O fali hejtu, która wylała się na restaurację Basi Ritz, pisaliśmy wczoraj. Restauratorka pokazała wtedy na Instagramie kilka przykładowych opinii, jakie w ostatnim czasie wystawili jej "goście", których stopa nigdy nie stanęła w jej lokalu. Ich krytyczne oceny były następstwem filmiku, który nagrała po wizycie u Basi Ritz pewna popularna tiktokerka.

- Odwiedziłam restaurację zwyciężczyni "MasterChefa", no i słuchajcie, jaka akcja. Wchodzę tam sobie na luzaku w porze lunchowej. Chcę zamówić lunchyk, a kelner wskazuje mi menu i mówi, że jest pandemia i żebym się lepiej zastanowiła, bo koszt dezynfekcji, jeśli nie zamówię, będzie wynosił 50 zł - mówiła oburzona, po czym odradziła wszystkim wizytę w "Ritzu".

Restauratorka, która została zmiażdżona przez fanów tiktokerki, oskarżyła ją o oszczerstwo. Na tym jednak nie koniec. Następnego dnia znowu "poczuła się wezwana do tablicy" i zaapelowała do swoich fanów.

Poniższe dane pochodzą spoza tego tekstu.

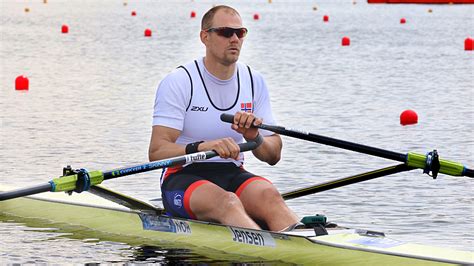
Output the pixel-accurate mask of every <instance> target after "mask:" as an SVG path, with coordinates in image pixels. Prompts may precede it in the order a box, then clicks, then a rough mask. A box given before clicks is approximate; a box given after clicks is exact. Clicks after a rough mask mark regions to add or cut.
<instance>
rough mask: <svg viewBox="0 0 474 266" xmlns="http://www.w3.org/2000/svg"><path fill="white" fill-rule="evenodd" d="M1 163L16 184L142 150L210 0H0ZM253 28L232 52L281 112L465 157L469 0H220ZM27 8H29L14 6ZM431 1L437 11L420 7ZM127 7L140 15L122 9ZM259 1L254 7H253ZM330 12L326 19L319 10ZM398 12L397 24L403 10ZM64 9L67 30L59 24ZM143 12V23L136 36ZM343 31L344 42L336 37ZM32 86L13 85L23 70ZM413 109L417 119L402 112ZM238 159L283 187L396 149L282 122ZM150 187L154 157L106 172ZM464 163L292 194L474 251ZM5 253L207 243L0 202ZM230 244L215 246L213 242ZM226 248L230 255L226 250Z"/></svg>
mask: <svg viewBox="0 0 474 266" xmlns="http://www.w3.org/2000/svg"><path fill="white" fill-rule="evenodd" d="M0 3H1V8H0V10H1V17H0V20H1V29H0V31H1V47H0V53H1V73H0V92H1V95H0V110H1V112H0V126H1V127H0V128H1V132H0V140H1V152H0V177H1V180H2V181H1V182H2V183H12V184H14V185H18V186H23V185H31V184H36V183H42V182H45V181H47V180H49V179H50V178H53V177H57V176H59V175H60V174H61V171H62V167H63V166H66V165H68V164H70V165H72V166H73V167H76V168H81V167H86V168H88V169H90V170H94V169H101V170H110V169H113V168H116V167H120V166H125V165H132V164H137V163H142V162H146V161H147V149H148V143H149V138H150V133H151V114H152V107H153V101H154V94H155V88H156V86H157V84H158V82H159V81H160V80H161V79H162V78H163V77H164V76H165V75H166V74H167V73H169V72H170V71H171V70H172V69H174V68H175V67H177V66H179V65H181V64H184V63H186V62H188V61H190V60H192V59H194V58H197V57H199V56H202V55H203V54H204V47H203V45H202V44H201V43H200V41H199V37H198V30H199V25H200V20H199V19H190V18H189V14H190V12H191V11H192V10H194V11H196V12H197V13H198V17H200V16H202V14H203V13H204V12H205V11H206V10H207V9H209V8H210V7H211V6H212V5H213V4H216V2H214V1H128V2H127V5H124V1H115V0H108V1H92V0H85V1H77V0H76V1H52V0H51V1H48V3H47V4H43V3H42V2H40V1H10V0H8V1H6V0H2V1H1V2H0ZM225 3H228V4H231V5H233V6H234V7H236V8H238V9H239V10H240V12H241V14H242V17H243V19H244V24H245V25H246V26H247V27H248V28H249V34H248V37H247V39H246V41H245V44H244V48H243V51H242V55H241V60H242V61H243V62H245V63H247V64H249V65H250V66H252V67H253V68H254V69H255V70H258V71H259V72H261V73H262V74H263V75H264V76H265V78H266V81H267V83H268V86H269V88H270V90H271V91H270V94H271V97H272V105H273V108H274V111H275V116H276V118H277V120H278V123H279V124H281V125H284V126H287V127H292V128H297V129H302V130H308V131H311V132H313V133H316V134H321V135H325V136H330V137H334V138H340V139H344V140H349V141H353V142H357V143H362V144H366V145H370V146H375V147H380V148H384V149H388V150H394V151H397V152H403V153H405V152H408V151H413V152H418V153H425V152H428V151H430V150H432V149H437V150H438V151H439V153H440V155H441V157H442V158H445V159H449V160H453V161H458V162H462V163H464V164H466V165H467V166H469V167H470V168H472V167H474V156H473V154H474V138H473V136H474V135H473V133H474V132H473V128H474V122H473V121H474V119H473V118H474V109H473V103H474V101H473V92H474V89H473V88H474V86H473V83H474V82H473V81H474V78H473V77H474V75H473V74H474V73H473V70H474V60H473V56H474V54H473V53H472V52H466V51H464V50H463V43H464V39H465V38H467V37H468V36H473V35H474V32H473V30H472V29H473V27H472V25H473V24H474V18H473V14H474V7H473V6H472V5H446V6H443V5H441V6H438V5H436V6H429V5H367V4H366V3H364V2H362V1H358V2H357V4H355V5H354V4H353V3H352V1H342V0H341V1H329V0H326V1H318V3H317V7H318V10H317V11H314V10H313V6H315V3H314V2H313V1H298V2H296V1H291V2H290V1H286V2H283V1H273V3H272V4H269V3H268V2H267V1H226V2H225ZM25 7H29V8H30V12H29V13H25V12H24V8H25ZM428 9H432V10H433V12H432V13H430V12H428ZM132 10H136V11H137V16H136V17H132V16H130V13H131V11H132ZM256 12H258V13H259V14H260V20H259V21H254V20H253V19H252V17H253V14H254V13H256ZM326 14H327V15H329V18H330V20H329V23H323V22H322V17H323V15H326ZM402 17H404V18H406V20H407V24H404V25H402V24H399V20H400V18H402ZM62 24H67V25H69V34H61V33H60V28H61V25H62ZM145 28H150V29H152V31H153V37H152V38H144V37H143V32H144V30H145ZM343 36H348V37H350V38H351V46H349V47H341V46H340V41H341V38H342V37H343ZM22 74H24V75H27V76H28V77H29V79H30V90H29V91H28V92H19V91H15V90H14V80H15V78H16V76H18V75H22ZM405 109H414V110H416V111H417V113H418V115H419V124H418V125H415V126H408V127H402V126H400V125H399V121H398V119H399V114H400V113H401V112H402V111H403V110H405ZM247 158H250V159H249V162H248V163H247V168H248V169H250V170H252V171H254V172H257V173H259V174H262V175H264V176H266V177H268V178H269V179H271V180H272V181H273V182H274V184H275V185H276V186H277V187H278V188H279V190H280V191H282V192H285V191H290V190H292V189H297V188H301V187H305V186H308V185H311V184H316V183H320V182H323V181H326V180H330V179H334V178H340V177H345V176H349V175H352V174H357V173H361V172H363V171H368V170H373V169H377V168H381V167H384V166H388V165H392V164H395V163H394V162H390V161H387V160H384V159H380V158H376V157H372V156H368V155H363V154H359V153H354V152H349V151H345V150H340V149H337V148H332V147H327V146H323V145H319V144H315V143H310V142H306V141H302V140H297V139H292V138H288V137H284V151H283V158H282V161H281V162H280V163H279V164H277V165H276V166H274V167H271V166H267V165H264V164H263V163H260V162H258V161H257V160H256V159H254V158H252V157H251V156H250V155H249V156H247ZM106 185H107V186H109V187H111V188H113V189H117V190H119V191H122V192H124V193H127V194H130V195H132V196H137V197H141V198H156V197H158V196H159V194H160V193H159V172H153V173H145V174H140V175H137V176H130V177H124V178H121V179H116V180H114V181H110V182H106ZM473 188H474V185H473V183H472V179H469V178H467V177H450V176H446V175H440V176H439V177H438V179H436V180H433V179H431V178H430V177H428V176H426V175H423V174H422V173H421V170H415V171H411V172H405V173H400V174H396V175H393V176H387V177H382V178H380V179H375V180H371V181H367V182H364V183H360V184H354V185H351V186H348V187H344V188H339V189H335V190H331V191H327V192H322V193H319V194H315V195H310V196H305V197H302V198H298V199H294V200H291V201H288V204H289V205H290V207H291V208H292V209H294V210H295V211H296V212H297V213H298V215H301V216H302V215H305V214H314V213H322V214H325V215H327V216H328V217H329V219H330V220H331V221H333V222H337V223H339V224H342V225H347V226H357V227H363V228H366V229H373V230H378V231H384V232H386V233H388V234H390V235H391V236H393V237H394V238H397V239H400V240H404V241H409V242H415V243H423V244H429V245H436V246H444V247H451V248H456V249H464V250H471V251H474V244H473V243H474V233H473V232H474V204H473V203H474V199H473V197H472V195H473V190H474V189H473ZM0 221H2V222H1V223H0V232H1V238H0V262H2V263H33V262H36V263H42V262H45V263H47V262H49V263H51V262H54V263H56V262H59V263H61V262H62V263H64V262H68V263H89V262H127V261H134V262H139V261H152V262H160V261H161V262H170V261H177V260H186V261H194V262H199V261H201V262H212V261H215V260H210V259H209V258H207V257H206V256H205V255H204V254H195V253H193V251H192V250H191V251H189V250H180V249H178V250H176V249H171V248H167V247H159V246H156V247H140V246H134V245H133V244H129V243H116V242H108V241H105V240H102V239H94V238H92V239H91V236H87V237H86V236H82V235H79V236H78V235H74V234H72V235H71V234H70V233H66V232H62V231H60V230H57V229H55V228H49V227H47V226H43V228H42V229H41V228H39V229H38V228H35V227H31V226H28V225H27V224H26V223H24V222H22V221H11V220H8V219H6V218H5V217H3V218H1V217H0ZM223 260H225V258H223ZM229 260H230V261H239V259H236V258H230V259H229Z"/></svg>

"Wiem, że chcecie pomóc i piszecie pozytywne opinie o nas. Jesteśmy za to niesamowicie wdzięczni. Ale prosimy, piszcie jeżeli nas faktycznie odwiedziliście" -  prosiła Ritz na Instagramie.

"Nie chcemy być postrzegani jako oszuści i wrzucani do tego samego 'gara', co tiktokerka. Zbyt ciężko pracujemy na nasze dobre imię" - dodała zwyciężczyni "MasterChefa".